Lessing ist ihm bekanntlich nicht böse gewesen, und auch die deutsche Kritik geht recht sanft mit ihm um, während sie noch immer trotz und zum Teil mit Strauß vor Voltaire das Kreuz schlägt. Rosenkranz hat in einem schweren zweibändigen Buche zu beweisen gesucht, daß Diderot eigentlich deutsch denkt. Das mag dahingestellt bleiben, das Deutsche wird wohl vielmehr in dem Universalismus des damaligen französischen Geistes liegen; jedenfalls hat Deutschland recht, sich mit Diderot liebevoll zu beschäftigen. Wir möchten nur wünschen, daß nicht immer von deutscher Seite der Hauptakzent auf die philosophische und dramaturgische Tätigkeit Diderots gelegt würde; denn das führt zu einer schiefen Auffassung des Mannes und seiner Werke.
Wodurch ist Diderot bedeutend?
Wir haben zunächst die berühmte philosophische «Encyclopédie», die wir aus der Geschichte und aus dem Konfirmationsunterricht zur Genüge kennen, wenn auch nicht dem Wesen, so doch dem Namen nach. Es stellt sich mehr und mehr heraus (und die deutsche Literaturgeschichtsforschung hat sich bei diesen Untersuchungen kein kleines Verdienst erworben), daß Diderot die einzige feste Säule dieses riesigen Unternehmens von welthistorischer Bedeutung bildete. Während eines Jahrzehntes ruhte es allein auf seinen Schultern. Er hat dabei unendliche Zeit und Mühe und Opfer verschwendet und war schließlich gezwungen, aus Geldnot seine Bibliothek an Katharina von Rußland zu veräußern. Der Ruhm der «Encyclopédie» rühmte zugleich den Namen Diderots; kein Wunder, daß derjenige, der die französischen Schriftsteller bloß lernt und nicht liest, bei Diderot zunächst an den Atheisten und Philosophen denkt. Aber die «Encyclopédie» ist es nicht, die Diderot zu dem bedeutenden Schriftsteller stempelt, der er ist und bleiben wird.

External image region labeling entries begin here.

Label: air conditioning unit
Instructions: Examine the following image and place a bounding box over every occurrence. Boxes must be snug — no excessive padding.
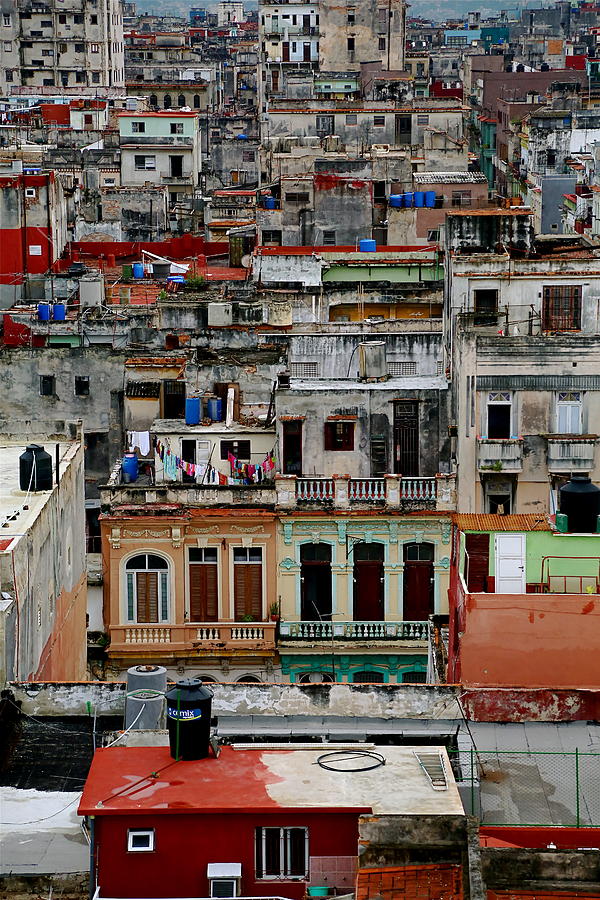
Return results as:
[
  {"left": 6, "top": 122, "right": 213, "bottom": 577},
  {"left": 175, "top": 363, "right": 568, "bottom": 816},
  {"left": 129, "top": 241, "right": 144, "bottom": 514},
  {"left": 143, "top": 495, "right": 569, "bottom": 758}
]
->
[
  {"left": 206, "top": 863, "right": 242, "bottom": 897},
  {"left": 208, "top": 303, "right": 233, "bottom": 327}
]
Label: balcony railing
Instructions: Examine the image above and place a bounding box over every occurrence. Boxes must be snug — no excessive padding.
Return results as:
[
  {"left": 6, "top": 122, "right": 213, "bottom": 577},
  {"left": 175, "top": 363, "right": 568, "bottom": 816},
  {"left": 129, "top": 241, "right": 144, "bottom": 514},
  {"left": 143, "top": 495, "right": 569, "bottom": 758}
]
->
[
  {"left": 477, "top": 438, "right": 523, "bottom": 472},
  {"left": 546, "top": 434, "right": 597, "bottom": 474},
  {"left": 110, "top": 622, "right": 276, "bottom": 653},
  {"left": 348, "top": 478, "right": 385, "bottom": 503},
  {"left": 296, "top": 478, "right": 335, "bottom": 503},
  {"left": 279, "top": 621, "right": 429, "bottom": 641}
]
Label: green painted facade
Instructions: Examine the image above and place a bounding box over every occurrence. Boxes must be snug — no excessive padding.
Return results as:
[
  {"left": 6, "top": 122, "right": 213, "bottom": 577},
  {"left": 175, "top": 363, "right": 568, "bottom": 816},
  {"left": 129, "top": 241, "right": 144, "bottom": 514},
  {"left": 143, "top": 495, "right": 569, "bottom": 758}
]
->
[{"left": 281, "top": 651, "right": 427, "bottom": 684}]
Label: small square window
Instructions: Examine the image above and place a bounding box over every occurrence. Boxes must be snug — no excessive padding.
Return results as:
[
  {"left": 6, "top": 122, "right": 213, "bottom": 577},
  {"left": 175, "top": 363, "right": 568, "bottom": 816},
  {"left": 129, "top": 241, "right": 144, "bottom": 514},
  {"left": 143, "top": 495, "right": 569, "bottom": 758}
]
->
[
  {"left": 40, "top": 375, "right": 56, "bottom": 397},
  {"left": 325, "top": 422, "right": 354, "bottom": 450},
  {"left": 75, "top": 375, "right": 90, "bottom": 397},
  {"left": 127, "top": 828, "right": 154, "bottom": 853}
]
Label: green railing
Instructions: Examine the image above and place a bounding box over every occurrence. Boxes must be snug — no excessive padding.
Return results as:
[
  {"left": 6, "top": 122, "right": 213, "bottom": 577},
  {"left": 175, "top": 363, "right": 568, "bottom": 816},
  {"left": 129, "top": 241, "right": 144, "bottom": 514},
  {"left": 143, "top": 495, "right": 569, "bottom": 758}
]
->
[{"left": 450, "top": 748, "right": 600, "bottom": 828}]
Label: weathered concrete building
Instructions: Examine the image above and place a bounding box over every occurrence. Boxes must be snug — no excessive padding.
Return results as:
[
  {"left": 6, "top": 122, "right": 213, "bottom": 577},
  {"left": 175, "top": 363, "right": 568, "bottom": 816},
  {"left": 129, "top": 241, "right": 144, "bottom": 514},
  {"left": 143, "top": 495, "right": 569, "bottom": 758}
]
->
[
  {"left": 446, "top": 210, "right": 600, "bottom": 513},
  {"left": 119, "top": 111, "right": 201, "bottom": 205},
  {"left": 0, "top": 0, "right": 125, "bottom": 94}
]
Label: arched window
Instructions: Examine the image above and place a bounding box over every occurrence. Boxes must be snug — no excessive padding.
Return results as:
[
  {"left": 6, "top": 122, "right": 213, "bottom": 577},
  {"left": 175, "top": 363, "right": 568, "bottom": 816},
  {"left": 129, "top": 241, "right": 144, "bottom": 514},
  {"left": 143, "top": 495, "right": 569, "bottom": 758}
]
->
[
  {"left": 352, "top": 672, "right": 384, "bottom": 684},
  {"left": 297, "top": 672, "right": 333, "bottom": 684},
  {"left": 125, "top": 553, "right": 169, "bottom": 623}
]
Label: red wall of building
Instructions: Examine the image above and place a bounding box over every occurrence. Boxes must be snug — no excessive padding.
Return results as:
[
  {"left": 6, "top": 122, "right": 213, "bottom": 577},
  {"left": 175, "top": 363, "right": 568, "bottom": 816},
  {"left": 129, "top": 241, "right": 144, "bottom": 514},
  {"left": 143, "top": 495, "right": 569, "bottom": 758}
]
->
[{"left": 95, "top": 808, "right": 358, "bottom": 900}]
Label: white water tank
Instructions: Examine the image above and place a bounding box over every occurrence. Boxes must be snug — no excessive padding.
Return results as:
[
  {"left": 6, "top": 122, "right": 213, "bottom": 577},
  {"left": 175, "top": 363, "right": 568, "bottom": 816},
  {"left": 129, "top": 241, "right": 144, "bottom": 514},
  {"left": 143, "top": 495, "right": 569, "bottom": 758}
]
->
[
  {"left": 208, "top": 303, "right": 233, "bottom": 327},
  {"left": 125, "top": 666, "right": 167, "bottom": 731},
  {"left": 358, "top": 341, "right": 388, "bottom": 381},
  {"left": 79, "top": 274, "right": 104, "bottom": 309}
]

Wären es seine dramatischen Werke «Le fils naturel» und «Le père de famille» nebst der berühmten Vorrede, die Lessing für seinen Kampf gegen das klassische Theater der Franzosen so geschickt benützte? Die Oppositionsstellung des Meisters zu dem Klassizismus zieht immer wieder die Augen auf ihn; nicht allein Lessing, sondern selbst die Franzosen möchten gerne in ihm den Reformator sehen, der den Boden für das richtige Drama ebnete. So bekennen ihn die modernen Pariser Lustspieldichter als ihren Meister, wofern es sich um das Rührstück handelt, und Zola in seinem grimmigen Kriegszug gegen die Bühnentechnik springt auf den Standpunkt Lessings zurück und schwingt nochmals die Fahne Diderots. Leider müssen selbst seine begeisterten Lobredner sich darauf beschränken, die Grundsätze Diderots zu verfechten, seine Dramen hat nach Lessing kaum jemand mehr gerühmt, es sei denn einer, der sie nicht las. Die Freunde Diderots müssen sich mit Bedauern gestehen, daß dieselben unter dem tüchtigen Mittelmäßigen bleiben, und das indifferente Frankreich sagt es offen heraus: die Grundsätze sind beherzigenswert, die Dramen sind schlechterdings weder zu lesen noch zu spielen.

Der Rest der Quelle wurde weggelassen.